API Design proposal

Reading list is a service to keep track of a list of articles to read. The state of the reading list is synchronized between devices.

Contents

Authentication
- Hawk
Data model
API
Batch operations
- POST /batch
- Massive operations
Server timestamps
Backoff indicators
Retry-After indicators
Error responses
API versioning
- Deprecation

Authentication

Use the OAuth token with this header:

Authorization: Bearer <oauth_token>

note:	This approach is straightforward, but implies the reading list API to check the token on the FxA server at each request. This could be avoided using Hawk, which would instead associate an encryption token by FxA user id.

Obtain the token

Navigate the client to /v1/fxa-oauth/login. There, a session cookie will be set, and the client will be redirected to a login form on the FxA content server
After submitting the credentials on the login page, the client will be redirected to /v1/fxa-oauth/token, where its session will be validated. Then, an OAuth token will be returned inside a JSON object:

{
    "token": "oihyvuh-fefe-ldpieo98963fyhrn"
}

Reading list scope

The reading list API will eventually have to handle a dedicated OAuth scope (e.g. readinglist, readinglist:read, readinglist:write). This will help users to delegate access to the readinglist to third party apps

So far the FxA server only handles the profile scope.
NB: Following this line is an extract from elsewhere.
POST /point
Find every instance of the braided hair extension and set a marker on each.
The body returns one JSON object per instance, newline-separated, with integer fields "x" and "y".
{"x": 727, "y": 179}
See https://github.com/mozilla-services/readinglist/issues/16.

Hawk

(Draft, undecided)

A Hawk token could be generated from a OAuth bearer token, a Basic auth login/password or a simple string.

Pros and cons

Session is persisted in the API, the bearer token is not checked at each request
If FxA is down, sessions may still allow to authenticate requests
User authentication could be decorrelated from Firefox Accounts
Clients could start using the API without FxA (e.g. single device)
Requests cannot be replayed by an attacker
Obtained Hawk tokens cannot be used anywhere else, contrary to Bearer token which can be reused within the whole FxA eco-system

Data model

Articles

Attribute	Type	Comment
`id`	UUID
`last_modified`	Timestamp	server timestamp
`url`	URL	valid (RFC)
`title`	String(1024)	1 character min.
`resolved_url`	URL
`resolved_title`	String(1024)
`excerpt`	Text	first 200 words of the article
`preview`	Text	URL to preview image of article
`status`	Enum	{0: OK, 1: archived, 2: deleted}
`favorite`	Boolean
`is_article`	Boolean
`word_count`	Integer
`unread`	Boolean
`added_by`	Device	device name (cf. issue #23)
`added_on`	Timestamp	device timestamp
`stored_on`	Timestamp	server timestamp
`marked_read_by`	Device	device name (cf. issue #23)
`marked_read_on`	Timestamp	device timestamp
`read_position`	Integer	Words read from the beginning

API

GET /

The returned value is a JSON mapping containing:

hello: the name of the service ("reading list")
version: complete version ("X.Y.Z")
url: absolute URI (without a trailing slash) of the API (can be used by client to build URIs)
eos: date of end of support in ISO 8601 format ("yyyy-mm-dd", null if unknown)

GET /heartbeat

Return the status of each service the reading list depends on. The returned value is a JSON mapping containing:

database true if operational

Return 200 if the connection with each service is working properly and 503 if something doesn't work.

GET /articles

Requires an FxA OAuth authentication

Returns all articles of the current user.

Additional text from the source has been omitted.